La transition énergétique de l’Éthiopie s’intensifie sous l’effet des réformes.

Par un membre de la rédaction

 

Addis-Abeba, le 4 avril 2026 (ENA) : - Les anniversaires invitent souvent à dresser un bilan.

 

En Éthiopie, la huitième année du gouvernement réformateur révèle bien plus qu’un simple point d’étape : elle met en lumière une mutation profonde, encore en cours, qui redéfinit progressivement les bases économiques du pays et laisse entrevoir des effets durables.

 

Parmi les secteurs les plus révélateurs de cette transformation figure celui de l’énergie.

 

Longtemps confrontée à un contraste marqué entre l’abondance de ses ressources naturelles et les difficultés d’accès à l’électricité, l’Éthiopie opère aujourd’hui une refonte majeure de son système énergétique.

 

Ce qui constituait autrefois un frein au développement devient peu à peu un levier stratégique à l’échelle continentale.

 

Au centre de cette dynamique se trouve le Grand barrage de la Renaissance éthiopienne, symbole à la fois d’ambition et de pragmatisme.

 

Avec une capacité supérieure à 5 000 mégawatts, cet ouvrage dépasse le cadre d’un simple projet d’infrastructure : il incarne une orientation claire vers la souveraineté énergétique, l’industrialisation et l’intégration régionale.

 

Cependant, la transformation en cours ne se limite pas à ce projet emblématique.

 

Elle s’inscrit dans une vision plus large visant à faire de l’énergie un moteur du développement global, au service des ménages, des entreprises et de l’avenir national.

 

Dans cette optique, le projet hydroélectrique de Koysha progresse également de manière soutenue, renforçant le potentiel énergétique du pays avec une capacité attendue de plus de 2 000 mégawatts.

 

Il s’inscrit dans la continuité d’une stratégie fondée sur la valorisation du réseau fluvial pour soutenir une croissance durable.

 

Mais l’hydroélectricité ne constitue plus l’unique pilier.

 

Consciente de la nécessité de diversifier ses sources, l’Éthiopie a engagé une évolution vers un mix énergétique plus équilibré.

 

Les parcs éoliens d’Ashegoda et d’Adama, ainsi que le projet d’Aysha dans la région Somali, illustrent cette orientation, en apportant une contribution significative à la production nationale.

 

Ces initiatives traduisent une volonté de réduire la dépendance aux aléas climatiques tout en s’alignant sur les tendances mondiales en matière d’énergies renouvelables.

 

Parallèlement, l’énergie solaire gagne en importance. Des accords conclus avec des partenaires internationaux ouvrent la voie à des projets d’envergure, permettant de mieux exploiter un potentiel longtemps sous-utilisé.

 

Dans une perspective encore plus large, l’Éthiopie explore également l’option du nucléaire à des fins pacifiques, marquant ainsi une avancée stratégique vers une diversification durable de son bouquet énergétique.

 

Dans le même temps, le pays valorise ses ressources en gaz naturel, notamment dans la région Somali.

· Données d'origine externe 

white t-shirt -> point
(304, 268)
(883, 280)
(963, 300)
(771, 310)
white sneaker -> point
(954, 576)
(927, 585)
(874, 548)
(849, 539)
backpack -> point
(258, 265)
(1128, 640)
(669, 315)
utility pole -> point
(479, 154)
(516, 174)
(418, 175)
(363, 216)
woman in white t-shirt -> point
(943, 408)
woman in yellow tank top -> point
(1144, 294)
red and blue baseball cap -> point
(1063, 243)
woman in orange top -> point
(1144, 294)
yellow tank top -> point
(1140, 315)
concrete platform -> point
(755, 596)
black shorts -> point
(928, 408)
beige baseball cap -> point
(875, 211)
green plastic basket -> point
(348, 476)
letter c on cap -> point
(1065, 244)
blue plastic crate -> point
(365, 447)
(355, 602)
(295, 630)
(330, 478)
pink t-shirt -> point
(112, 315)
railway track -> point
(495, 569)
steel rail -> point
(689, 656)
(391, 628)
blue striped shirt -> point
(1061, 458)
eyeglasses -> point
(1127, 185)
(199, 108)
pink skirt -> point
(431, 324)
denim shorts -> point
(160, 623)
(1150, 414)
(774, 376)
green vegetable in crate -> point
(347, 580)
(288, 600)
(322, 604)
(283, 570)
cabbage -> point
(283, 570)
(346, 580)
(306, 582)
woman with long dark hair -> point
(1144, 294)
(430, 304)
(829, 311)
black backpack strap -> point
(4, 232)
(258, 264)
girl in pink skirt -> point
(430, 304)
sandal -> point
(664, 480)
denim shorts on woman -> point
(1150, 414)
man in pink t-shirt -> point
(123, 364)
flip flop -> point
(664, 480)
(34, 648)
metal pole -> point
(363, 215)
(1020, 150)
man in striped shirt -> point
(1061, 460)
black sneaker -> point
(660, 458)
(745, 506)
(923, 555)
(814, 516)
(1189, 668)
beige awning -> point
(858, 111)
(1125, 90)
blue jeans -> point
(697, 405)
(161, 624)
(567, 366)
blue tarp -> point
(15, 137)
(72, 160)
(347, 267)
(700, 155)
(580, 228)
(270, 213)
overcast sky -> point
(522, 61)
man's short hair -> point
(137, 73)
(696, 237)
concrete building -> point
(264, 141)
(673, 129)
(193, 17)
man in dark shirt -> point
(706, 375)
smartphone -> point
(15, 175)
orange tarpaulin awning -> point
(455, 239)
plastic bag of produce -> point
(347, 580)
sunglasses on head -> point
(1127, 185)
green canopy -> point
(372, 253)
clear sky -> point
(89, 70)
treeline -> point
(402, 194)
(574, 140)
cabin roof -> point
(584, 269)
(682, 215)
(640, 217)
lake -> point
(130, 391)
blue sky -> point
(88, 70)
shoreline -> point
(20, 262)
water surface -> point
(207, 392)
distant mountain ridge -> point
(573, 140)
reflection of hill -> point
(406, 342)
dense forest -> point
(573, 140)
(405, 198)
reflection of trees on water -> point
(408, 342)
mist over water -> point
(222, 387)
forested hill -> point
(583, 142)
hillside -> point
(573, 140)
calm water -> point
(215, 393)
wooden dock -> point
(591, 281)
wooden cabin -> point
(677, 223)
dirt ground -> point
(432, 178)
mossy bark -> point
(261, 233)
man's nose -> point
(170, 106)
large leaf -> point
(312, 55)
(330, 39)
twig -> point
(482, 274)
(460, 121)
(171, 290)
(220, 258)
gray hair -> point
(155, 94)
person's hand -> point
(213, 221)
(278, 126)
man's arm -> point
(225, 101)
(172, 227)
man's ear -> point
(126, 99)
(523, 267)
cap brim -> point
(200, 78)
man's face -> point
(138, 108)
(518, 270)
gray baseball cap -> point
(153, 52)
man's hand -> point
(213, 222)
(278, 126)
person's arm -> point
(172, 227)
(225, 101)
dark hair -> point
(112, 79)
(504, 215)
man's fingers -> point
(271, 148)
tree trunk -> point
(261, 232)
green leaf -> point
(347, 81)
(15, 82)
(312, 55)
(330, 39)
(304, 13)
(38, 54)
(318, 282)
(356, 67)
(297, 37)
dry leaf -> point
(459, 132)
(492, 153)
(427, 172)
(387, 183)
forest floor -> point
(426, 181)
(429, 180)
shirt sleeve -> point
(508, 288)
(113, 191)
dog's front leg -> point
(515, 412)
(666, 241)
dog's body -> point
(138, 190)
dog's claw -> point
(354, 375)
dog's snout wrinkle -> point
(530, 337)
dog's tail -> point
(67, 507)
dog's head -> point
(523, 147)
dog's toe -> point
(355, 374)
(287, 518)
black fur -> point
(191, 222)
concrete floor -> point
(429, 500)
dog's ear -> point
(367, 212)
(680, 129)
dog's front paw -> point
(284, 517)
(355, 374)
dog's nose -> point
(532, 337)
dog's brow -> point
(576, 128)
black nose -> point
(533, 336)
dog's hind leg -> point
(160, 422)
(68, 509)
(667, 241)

Le développement du gisement de Kalub ouvre de nouvelles perspectives pour une production énergétique stable, complémentaire aux sources renouvelables.

 

L’ensemble de ces initiatives s’inscrit dans une approche cohérente : bâtir un système énergétique à la fois ambitieux, diversifié et résilient.

 

Les résultats commencent à se concrétiser. La capacité de production électrique a fortement progressé, tandis que l’accès à l’énergie s’élargit à des zones autrefois marginalisées.

 

Par ailleurs, les exportations d’électricité vers les pays voisins se développent, positionnant l’Éthiopie comme un futur acteur clé de l’énergie propre en Afrique.

 

Avec plus de 90 % de son électricité issue de sources renouvelables, le pays se distingue également par son alignement avec les objectifs climatiques internationaux, renforçant ainsi son attractivité pour les investissements verts.

 

Au-delà des chiffres, une transformation plus profonde s’opère.

 

En Éthiopie, l’énergie n’est plus perçue comme un simple service, mais comme un véritable levier de développement. Elle alimente les industries, favorise la connectivité numérique, soutient l’agriculture irriguée et accompagne les réformes économiques en cours.

 

Si des défis subsistent — notamment en matière de financement, de mise en œuvre et d’accès équitable — la trajectoire est clairement tracée.

 

Des turbines du barrage de la Renaissance aux projets éoliens et solaires, en passant par les ressources gazières encore inexploitées, l’Éthiopie façonne un avenir énergétique à la fois diversifié et prometteur.